Карапет перевел банщикам по-турецки. Те улыбнулись, пожали плечами, повели Николая Ивановича к двери в противоположной стене и впихнули его за эту дверь тем же порядком, как и раньше.
– Эфендим! Дюша мой! Неужели тебе не жарко без сапоги? – кричал ему через минуту Карапет, подойдя к окошечку второй кельи.
– Йок! – раздавалось изнутри, но очевидно, что Николая Ивановича на самом деле сильно припекало, потому что он сейчас же стал стучаться, прося, чтобы его выпустили.
Ему отворили, и он вышел. Армянин всплескивал руками и говорил:
– Покажи, дюша мой, шкура твоя, покажи. Красная шкура, но ничего… – покачал он головой, осматривая со всех сторон тело Николая Ивановича, и воскликнул: – Удивительно, что у тебя за шкура, дюша мой, эфендим!
– Русская шкура самая лучшая! Русская шкура что угодно выдержит! – бодро отвечал Николай Иванович, тяжело дыша и обливаясь потом.
Банщики подскочили к нему с сухими мохнатыми полотенцами и начали отирать его.
– Окатиться бы теперь холодненькой водицей, Карапеша, – бормотал он.
– Ну, здесь этого, дюша мой, нет. А ты иди, дюша мой, в ту комнату и ляг там в холодненьком месте, пока я греться буду.
По приказанию Карапета банщики закутали Николая Ивановича в мохнатые полотенца и стали укладывать на мраморный полок в предбаннике, но там он лежать не захотел, а проследовал в раздевальную, где и улегся на мягком диване. Банщики стояли над ним и улыбались, скаля зубы и бормоча что-то по-турецки.
– Чего смотрите, черти! Дико вам, что русский человек большой жар выдерживает? – говорил он им. – Это оттого, что русская шкура выделана хорошо и самая выносливая в мире.
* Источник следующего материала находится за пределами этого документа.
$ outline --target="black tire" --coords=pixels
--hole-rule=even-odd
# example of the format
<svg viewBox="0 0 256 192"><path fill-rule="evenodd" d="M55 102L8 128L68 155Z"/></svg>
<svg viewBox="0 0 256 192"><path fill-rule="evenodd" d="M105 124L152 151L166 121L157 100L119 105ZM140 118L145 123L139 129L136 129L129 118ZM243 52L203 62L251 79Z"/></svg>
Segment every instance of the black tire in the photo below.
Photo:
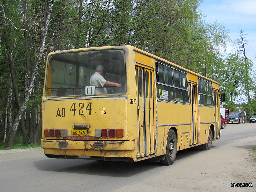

У вас вот только жар один, а мы в придачу-то к жару еще вениками хлещемся. Да…
Разумеется, банщики слушали и ничего не понимали.
– Не понимаете, черти? Ну, да и не надо, – продолжал Николай Иванович, нежась на диване. – А вот покурить надо! Трубку! Чубук… Люле… Тютюн покурить… Табак… Наргиле… – отдал он приказ банщикам, мешая турецкие и русские слова и еще показал жестом, приложив палец ко рту.
Банщики поняли. Со всех ног бросились к буфетной стойке и вернулись оттуда с кальяном и бокалом лимонаду.
В это время вернулся из бани Карапет. Он был совсем малиновый и, кряхтя и охая, в изнеможении повалился на диван.
– А я совсем в турецкого пашу преобразился, Карапет Аветыч, – сказал ему Николай Иванович. – Видишь, в чалме и с кальяном. Вот Глафира Семеновна посмотрела бы на меня теперь! То-то бы диву далась! Похож я теперь на пашу, Карапет? – спросил он, потягивая в себя дым кальяна.
– Совсем султан! Совсем падишах! Не хватает тебе только два жена, – откликнулся армянин и спросил: – Угощаешь ты меня, дюша мой, этой баней?
– Сделай, брат, одолжение… Пожалуйста.
– Тогда вели подать кофе, лимонад и шербет…
– Пожалуйста, заказывай.
– Можно и мастики?
– Да разве здесь подают вино?
– Что хочешь подают. Спроси отца с матерью и то подадут, дюша мой.